Fez ainda estágio no Centro de Instrução de Condutores Auto nº 3 (CICA3) em Elvas. Em finais de Agosto, é transferido para o Depósito Geral de Material de Guerra (DGMG), em Beirolas. Quinze dias depois, a 13 de Setembro, é mobilizado para a Guiné. A 19 de Fevereiro de 1968, apresenta-se no RI 2, em Abrantes, a fim de integrar a CCAÇ 2382. Passados dois meses e meio, a 1 de Maio de 1968, parte no Niassa, com destino a Bissau, aonde desembarca a 6.

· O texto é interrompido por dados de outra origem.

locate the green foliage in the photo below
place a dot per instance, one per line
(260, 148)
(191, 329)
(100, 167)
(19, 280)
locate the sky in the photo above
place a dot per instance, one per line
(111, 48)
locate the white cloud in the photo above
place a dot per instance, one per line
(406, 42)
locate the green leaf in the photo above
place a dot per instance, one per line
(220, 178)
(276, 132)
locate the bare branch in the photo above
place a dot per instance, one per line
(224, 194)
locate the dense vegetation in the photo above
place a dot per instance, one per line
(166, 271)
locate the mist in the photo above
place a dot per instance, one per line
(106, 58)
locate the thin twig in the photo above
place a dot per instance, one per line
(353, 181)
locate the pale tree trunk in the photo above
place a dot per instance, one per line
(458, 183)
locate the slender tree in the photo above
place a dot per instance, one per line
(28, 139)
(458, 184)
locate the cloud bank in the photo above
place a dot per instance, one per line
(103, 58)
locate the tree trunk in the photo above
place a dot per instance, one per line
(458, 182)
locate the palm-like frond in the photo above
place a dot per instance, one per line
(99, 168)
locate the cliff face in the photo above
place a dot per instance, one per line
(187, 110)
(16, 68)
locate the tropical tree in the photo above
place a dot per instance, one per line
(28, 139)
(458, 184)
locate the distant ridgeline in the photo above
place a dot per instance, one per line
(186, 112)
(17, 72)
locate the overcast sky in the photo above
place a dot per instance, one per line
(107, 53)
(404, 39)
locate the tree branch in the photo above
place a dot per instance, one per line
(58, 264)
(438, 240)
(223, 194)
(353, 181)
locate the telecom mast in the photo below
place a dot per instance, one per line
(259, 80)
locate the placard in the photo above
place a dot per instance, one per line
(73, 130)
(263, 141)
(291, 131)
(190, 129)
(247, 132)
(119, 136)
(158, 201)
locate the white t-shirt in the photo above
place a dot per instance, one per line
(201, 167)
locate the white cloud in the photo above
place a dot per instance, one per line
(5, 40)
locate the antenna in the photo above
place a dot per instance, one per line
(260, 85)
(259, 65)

Na Guiné, passou pelos seguintes aquartelamentos: Brá, Bula, Aldeia Formosa e Bula. Regressa a Portugal em Abril de 1970, no mesmo T/T Niassa.

Depois da ‘peluda’, trabalhou em Angola, no Serviço de Emprego. Regressa Portugal, na sequência do processo de descolonização. Em Abrantes, é técnico de emprego, do Centro de Emprego local. Está actualmente aposentado do Instituto de Emprego e Formação Profissional (IEFO).


Um livro publicado com o apoio financeiro de antigos camaradas da CCAÇ 2382

Publicou em Maio de 2009 o seu livro de memórias, Os Tempos de Guerra – De Abrantes à Guiné, edição de Palha de Abrantes – Associação e Desenvolvimento Cultural, com sede em Abrantes, e patrocínio de diversos antigos camaradas da CCAÇ 2382.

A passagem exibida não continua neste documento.